Sou extremamente vaidosa. Gosto de estar bem arrumada, fazer as unhas toda semana, andar cheirosa e maquiada.
Me arrumo pra mim mesma, não para os outros. Tenho que cuidar da grande gostosa que sou. Agradeço a Deus e aos meus pais por esculpirem essa obra-prima.
Enquanto escolho minha roupa para o dia, vejo pela janela a chuva castigando a cidade. No noticiário, as imagens me apertam o peito: ruas alagadas, casas destruídas, famílias carregando móveis ensopados, crianças chorando no colo das mães. Dói ver tudo isso e saber que, no fim, pouca coisa vai mudar. O governo só aparece depois que a tragédia já aconteceu. E quem perdeu tudo?
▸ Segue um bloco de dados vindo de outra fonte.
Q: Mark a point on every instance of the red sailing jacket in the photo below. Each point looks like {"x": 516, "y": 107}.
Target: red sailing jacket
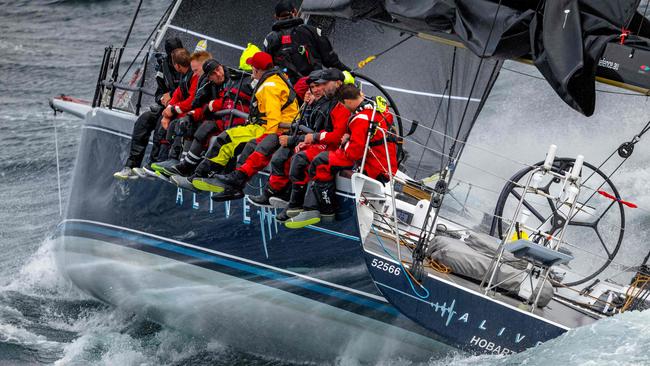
{"x": 182, "y": 104}
{"x": 226, "y": 100}
{"x": 358, "y": 127}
Fica no prejuízo e pronto.
Respiro fundo. Queria fazer algo, mas como se luta contra a natureza? O máximo que posso fazer é ajudar do jeito que dá e pedir a Deus que proteja os nossos.
Hoje decidi que, depois do trabalho, vou visitar minha mãe no morro. Ela ainda faz faxinas, mesmo sem precisar. Quando falo pra ela parar, ela solta: "Minha filha, isso é pra pagar meu litrão e meu cigarro." E eu só dou risada, porque sei que ninguém manda nela.
Minha marca ainda não tem loja física, então administro tudo do meu escritório e das vendas online. Faço questão de monitorar a fabricação, testando cada creme no meu próprio cabelo antes de aprovar qualquer coisa. No começo foi difícil, mas hoje vivo do jeito que sempre quis, sem depender de ninguém.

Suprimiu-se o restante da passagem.